CBRE: Philippines real-estate market to remain strong until next year

By Leslie D. Venzon / Philippines News Agency

The Philippine real-estate sector is expected to remain strong until next year on the back of robust economic growth and the expanding business-process outsourcing (BPO) sector, re­al-estate advisory and services firm CB Richard Ellis (CBRE) Philippines Inc. said recently.

In a press briefing, CBRE Philippines Inc. Chairman Rick M. Santos said his company truly believed “that Southeast Asia is one of the most exciting regions today for business for the real-estate industry.”

“And the Philippines, we feel, stands as a…truly fast-growing economy in Southeast Asia and in the full radar screen of most global investors,” he added.

Santos said the country’s sustained economic growth over the medium term was expected to drive the growth of the commercial, industrial, office, and residential business segments.

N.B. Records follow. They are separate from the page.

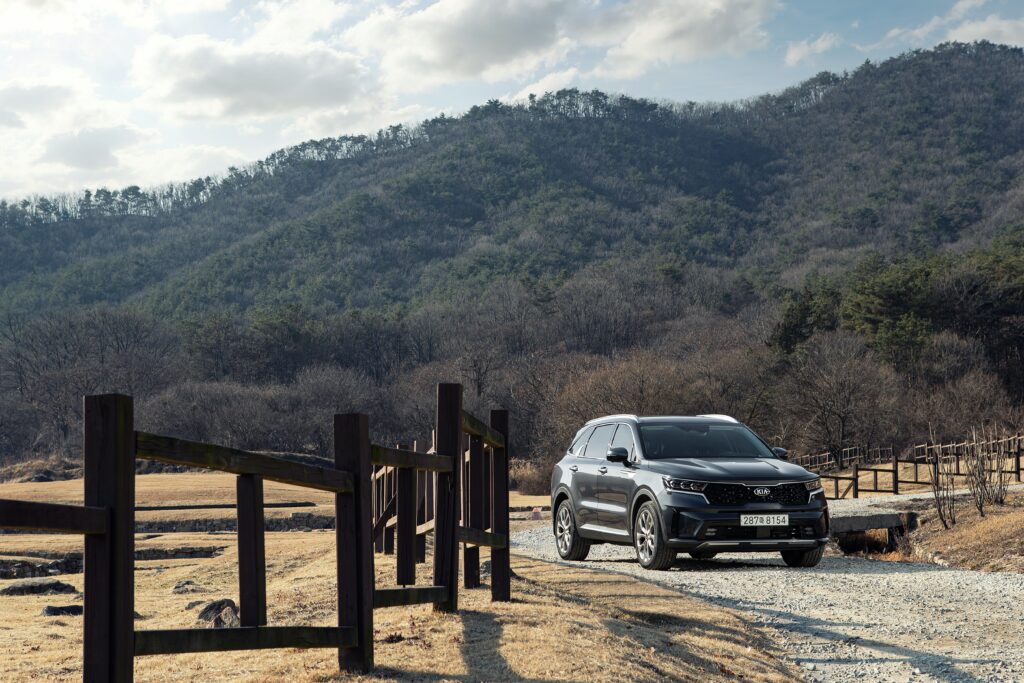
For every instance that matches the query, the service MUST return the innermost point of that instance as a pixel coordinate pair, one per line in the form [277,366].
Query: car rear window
[676,439]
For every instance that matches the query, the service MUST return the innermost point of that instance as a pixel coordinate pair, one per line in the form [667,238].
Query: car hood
[723,469]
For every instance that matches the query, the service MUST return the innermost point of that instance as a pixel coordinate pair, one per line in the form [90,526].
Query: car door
[614,483]
[588,506]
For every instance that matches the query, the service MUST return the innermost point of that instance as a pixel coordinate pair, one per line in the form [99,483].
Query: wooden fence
[107,520]
[925,458]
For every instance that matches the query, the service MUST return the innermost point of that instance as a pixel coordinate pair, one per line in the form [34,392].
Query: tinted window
[581,441]
[700,440]
[623,438]
[597,446]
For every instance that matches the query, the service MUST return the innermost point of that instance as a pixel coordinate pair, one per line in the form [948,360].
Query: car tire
[702,554]
[570,545]
[803,558]
[652,552]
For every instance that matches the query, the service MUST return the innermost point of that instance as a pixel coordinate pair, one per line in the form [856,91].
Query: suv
[704,484]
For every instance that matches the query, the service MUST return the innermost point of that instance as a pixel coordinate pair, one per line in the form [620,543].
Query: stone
[62,610]
[186,586]
[219,614]
[38,587]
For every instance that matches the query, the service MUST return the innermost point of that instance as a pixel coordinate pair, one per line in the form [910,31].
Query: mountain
[913,154]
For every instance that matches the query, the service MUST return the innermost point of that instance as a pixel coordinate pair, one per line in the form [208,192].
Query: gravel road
[851,619]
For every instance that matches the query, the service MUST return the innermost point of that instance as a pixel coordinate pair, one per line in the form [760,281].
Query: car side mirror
[617,455]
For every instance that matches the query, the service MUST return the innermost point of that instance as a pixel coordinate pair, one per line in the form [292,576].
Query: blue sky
[116,92]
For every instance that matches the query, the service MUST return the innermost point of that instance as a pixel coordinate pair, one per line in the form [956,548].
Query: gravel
[851,619]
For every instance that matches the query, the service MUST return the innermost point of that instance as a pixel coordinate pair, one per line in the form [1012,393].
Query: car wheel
[803,558]
[702,554]
[652,552]
[570,545]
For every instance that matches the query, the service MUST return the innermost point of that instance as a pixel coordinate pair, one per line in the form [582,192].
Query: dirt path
[851,619]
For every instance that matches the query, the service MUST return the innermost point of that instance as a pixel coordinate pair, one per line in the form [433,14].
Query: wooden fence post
[252,555]
[473,491]
[501,571]
[355,551]
[895,473]
[406,524]
[449,440]
[109,443]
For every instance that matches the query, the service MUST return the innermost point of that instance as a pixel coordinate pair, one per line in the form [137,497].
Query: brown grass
[992,543]
[565,624]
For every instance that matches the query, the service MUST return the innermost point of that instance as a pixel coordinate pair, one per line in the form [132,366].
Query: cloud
[642,34]
[454,40]
[797,52]
[197,77]
[34,98]
[90,148]
[992,28]
[919,35]
[550,83]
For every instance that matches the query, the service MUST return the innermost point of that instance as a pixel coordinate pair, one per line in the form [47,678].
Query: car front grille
[736,494]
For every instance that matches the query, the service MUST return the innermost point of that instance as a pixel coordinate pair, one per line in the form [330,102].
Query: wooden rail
[424,497]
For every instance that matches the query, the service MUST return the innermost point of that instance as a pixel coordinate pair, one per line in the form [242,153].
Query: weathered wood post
[252,555]
[895,473]
[473,491]
[406,524]
[355,551]
[501,570]
[449,440]
[109,441]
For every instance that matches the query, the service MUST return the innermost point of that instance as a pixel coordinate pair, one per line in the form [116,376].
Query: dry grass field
[564,624]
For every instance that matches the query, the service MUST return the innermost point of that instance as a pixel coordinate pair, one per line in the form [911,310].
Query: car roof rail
[727,418]
[611,417]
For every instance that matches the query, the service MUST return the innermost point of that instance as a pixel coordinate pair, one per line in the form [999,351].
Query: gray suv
[702,484]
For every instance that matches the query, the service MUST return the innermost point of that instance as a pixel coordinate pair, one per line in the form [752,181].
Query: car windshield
[681,439]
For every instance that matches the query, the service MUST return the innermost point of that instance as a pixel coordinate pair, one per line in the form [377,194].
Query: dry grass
[992,543]
[564,624]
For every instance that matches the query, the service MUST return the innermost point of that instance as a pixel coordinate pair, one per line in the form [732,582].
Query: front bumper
[690,523]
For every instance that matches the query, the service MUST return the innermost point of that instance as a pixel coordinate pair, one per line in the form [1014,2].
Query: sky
[119,92]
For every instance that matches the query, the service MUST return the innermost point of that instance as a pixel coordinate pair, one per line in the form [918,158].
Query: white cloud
[647,33]
[992,28]
[198,77]
[454,40]
[797,52]
[90,148]
[551,83]
[921,34]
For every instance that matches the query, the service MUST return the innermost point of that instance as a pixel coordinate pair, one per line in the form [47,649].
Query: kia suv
[702,484]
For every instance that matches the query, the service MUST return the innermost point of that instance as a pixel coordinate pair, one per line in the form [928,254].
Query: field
[563,624]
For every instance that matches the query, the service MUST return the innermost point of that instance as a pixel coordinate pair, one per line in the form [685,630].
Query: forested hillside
[566,256]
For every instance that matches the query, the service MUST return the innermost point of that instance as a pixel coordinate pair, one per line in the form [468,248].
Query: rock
[64,610]
[219,614]
[186,586]
[38,587]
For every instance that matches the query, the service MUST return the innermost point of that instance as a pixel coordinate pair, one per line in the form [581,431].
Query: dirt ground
[565,624]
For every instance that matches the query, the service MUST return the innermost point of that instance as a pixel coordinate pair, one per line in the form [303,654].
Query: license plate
[764,520]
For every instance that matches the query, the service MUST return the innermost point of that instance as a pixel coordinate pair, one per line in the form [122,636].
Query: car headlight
[684,484]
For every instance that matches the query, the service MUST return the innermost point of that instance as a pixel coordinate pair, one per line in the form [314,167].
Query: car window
[623,438]
[597,446]
[700,440]
[581,441]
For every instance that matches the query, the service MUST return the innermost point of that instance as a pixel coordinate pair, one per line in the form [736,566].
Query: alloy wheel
[645,536]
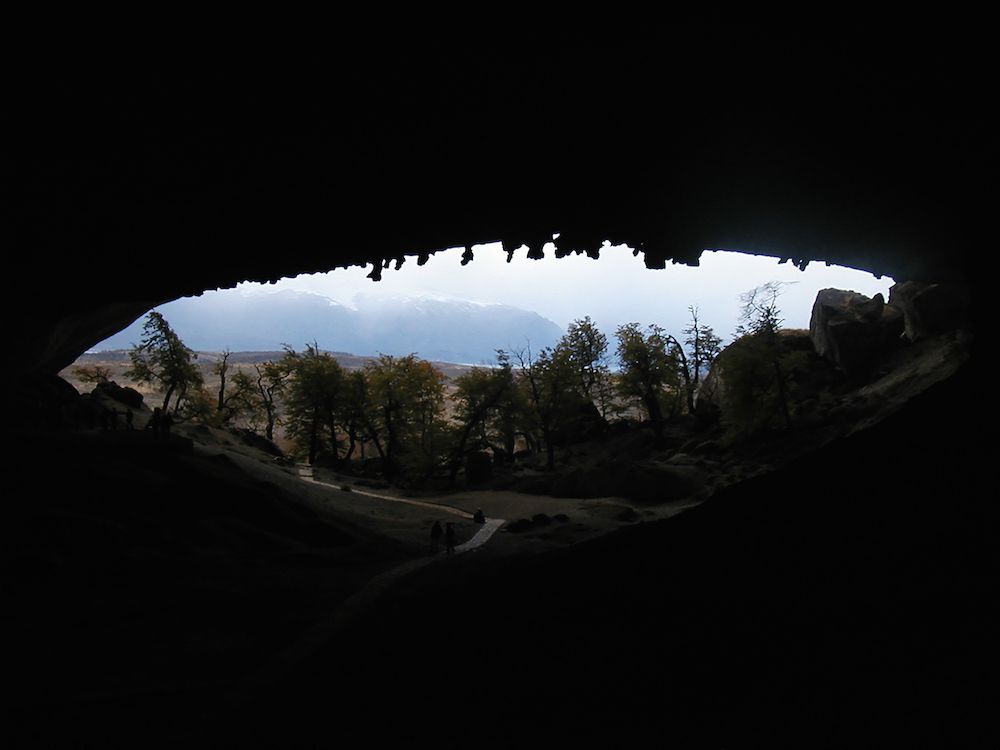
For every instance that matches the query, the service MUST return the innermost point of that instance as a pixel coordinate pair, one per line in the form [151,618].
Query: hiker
[156,422]
[436,532]
[449,538]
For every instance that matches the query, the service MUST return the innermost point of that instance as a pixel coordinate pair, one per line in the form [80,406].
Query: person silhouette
[436,532]
[156,422]
[449,538]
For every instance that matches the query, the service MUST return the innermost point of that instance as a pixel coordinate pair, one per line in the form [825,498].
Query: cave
[850,593]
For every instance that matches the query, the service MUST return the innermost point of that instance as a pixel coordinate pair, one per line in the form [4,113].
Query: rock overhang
[173,176]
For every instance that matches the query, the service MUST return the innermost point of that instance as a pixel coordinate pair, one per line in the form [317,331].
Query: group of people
[448,532]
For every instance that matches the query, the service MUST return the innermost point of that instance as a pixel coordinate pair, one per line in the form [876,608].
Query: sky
[614,290]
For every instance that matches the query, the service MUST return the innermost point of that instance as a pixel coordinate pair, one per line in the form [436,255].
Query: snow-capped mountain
[435,327]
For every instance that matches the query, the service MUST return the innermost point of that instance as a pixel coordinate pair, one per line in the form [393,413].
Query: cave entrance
[466,313]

“We also see [the] hotel and leisure sector as [offering] an opportunity. We are bullish on the residential sector, espe­cially in the high-end residen­tial sector,” he said.

The CBRE Philippines chief said sustained investor confidence created a significant demand for condominiums, prompting more property de­velopers to boost their residen­tial portfolios.

“On the supply side, coun­tryside expansions, as well as innovative residential develop­ments, are expected to generate new demand, as they are seen to capture relatively new mar­ket segments,” he added.

Santos also said that, in 2017, offices in key Metro Ma­nila cities are expected to reach 1.2 million square meters of gross leasable area (GLA). The bulk of the expected additional supply would be coming from Bonifacio Global City.

“The overall office market is expected to remain robust as the BPO industry continues to expand,” he said.

Santos also projected upcoming retail develop­ments in Metro Manila reaching 560,000 sqm of GLA.

“Vacancy rates will decline and occupancy rates will reach 98 percent with [the] influx of international brands and brand expan­sions,” he added.

On the industrial busi­ness segment, Santos said he expected sustained industrial production amid increased activities in the manufactur­ing industry.

He also said demand for manufacturing, warehouses, and industrial lots would re­main strong, with economic zones at full occupancy.

“Construction of addi­tional industrial subdivisions is expected to accommodate the influx of foreign invest­ments,” Santos said. “Devel­opers’ real-estate portfolio diversification veers toward industrial investments.”